From the Derivative Dribble blog:
On Monday November 17, 2008, I posted a link to an article by Arnold Kling entitled, “Why Credit Default Swaps,” which forms the impetus for the hackneyed title of this article. At the time, I dubbed it a “good article,” but expressed my reservations about its conclusions. For whatever reason, I read the article for a second time earlier today. Upon closer inspection, with all due respect to Mr. Kling, my reservations have grown into outright rejection of both his facts and his conclusions.
You Forgot To Add The Basel
Kling begins his analysis with the conclusory statement that credit default swaps have no “natural seller.” That sounds brilliant. But what does it mean? Well, my personal opinion is that it means absolutely nothing. Kling seems to think that it means that credit default swaps exist only to evade regulation. You can read more conclusory remarks about the absence of natural sellers in his other article here. Let’s accept for the moment that he is correct. That is, suspend disbelief, and accept that the CDS market exists for the sole purpose of evading regulation. A natural question to ask is, which regulations are these CDS folks trying to evade? Well, Kling boldly states that banks and other unspecified entities “could hold AAA-rated or AA-rated bonds but … are precluded from holding B-rated bonds.” Unfortunately for Mr. Kling, this statement is completely false. But don’t believe me, believe the Bank For International Settlements. After all, they did write the regulations. The full regulatory text, Basel II, is available here. The Basel II risk weighting regulations are here, and I recommend you turn to page 19 of the risk weighting regulations, where they explain exactly how a few classes of B rated bonds are treated under the system.
As is evident, the fulcrum of Kling’s argument, namely the existence of some regulation that credit default swaps were engineered to evade, is a nullity. At this point, his argument falls apart. But we continue onward and analyze the broken pieces to expose more troubling aspects of his argument, namely his economic analysis of how the purported regulatory evasion worked.

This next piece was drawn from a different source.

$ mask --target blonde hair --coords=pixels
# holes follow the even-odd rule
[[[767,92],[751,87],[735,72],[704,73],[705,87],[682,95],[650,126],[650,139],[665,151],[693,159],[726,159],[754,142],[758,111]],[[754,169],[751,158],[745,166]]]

Assume for the moment that banks are precluded from holding B rated paper, despite the fact that reality disagrees. Kling claims that what banks want is the higher returns that a well diversified portfolio of B rated paper offers. And because B rated paper is forbidden fruit in his world, banks use credit default swaps to indirectly obtain B rated paper levels of returns. But how? This is done, he claims, by purchasing protection on B rated bonds, which the regulations allow under his analysis. The protection sellers, he claims, engage in all of the diversification, and although he doesn’t mention it, I presume that the rate of protection these sellers charge is somehow discounted by virtue of this diversification process. Now, as we all know, protection buyers are just that, buyers. That is, protection costs money. In the case of a CDS, the protection buyer pays an amount similar to the risk premium paid on the underlying bond. Thus, the protection buyer gives up some of its returns in exchange for safety. Therefore, buying protection on a bond decreases the returns on a bond. And fully protecting a bond should bring the returns close to the risk free rate, else there would be opportunities for rather obvious arbitrage (though there should be some room for counterparty and liquidity risk). Kling acknowledges this, by saying that the protection seller gets to keep most of the additional returns.
While it is possible that there is some wiggle room to profit from protecting a B rated bond to the point that it’s treated as an A rated bond, there shouldn’t be much, since it’s a rather obvious scheme and arbitrageurs will eventually pick up on it and cause prices to stabilize to arbitrage-free levels. Despite this, Kling places the weight of the entire credit default swap empire on the tiny spread between the price of protection and risk premiums on bonds, which as we discussed, should not be a long term phenomenon.
Finally, as mentioned above, in Kling’s regulatory world, banks are allowed to purchase A rated paper. So why would such an elaborate ruse be necessary when banks could simply invest in an A rated tranche of a CDO comprised of a diversified portfolio of B rated bonds? It would not be. So even in Kling’s hypothetical world, his argument completely fails to explain the existence of credit default swaps.
So, Why Credit Default Swaps?
I will write an article on this topic, soon. It is my personal opinion that the CDS market has transformed credit risk into a product that can be traded like a commodity future. But the short answer is liquidity. That is, corporate bond markets are not very liquid markets. And the market for loans is even less liquid. The CDS market by contrast is a very liquid market with highly standardized agreements that allow credit risk to be sliced up and allocated in ways that are prohibitively expensive if not impossible with ordinary debt instruments.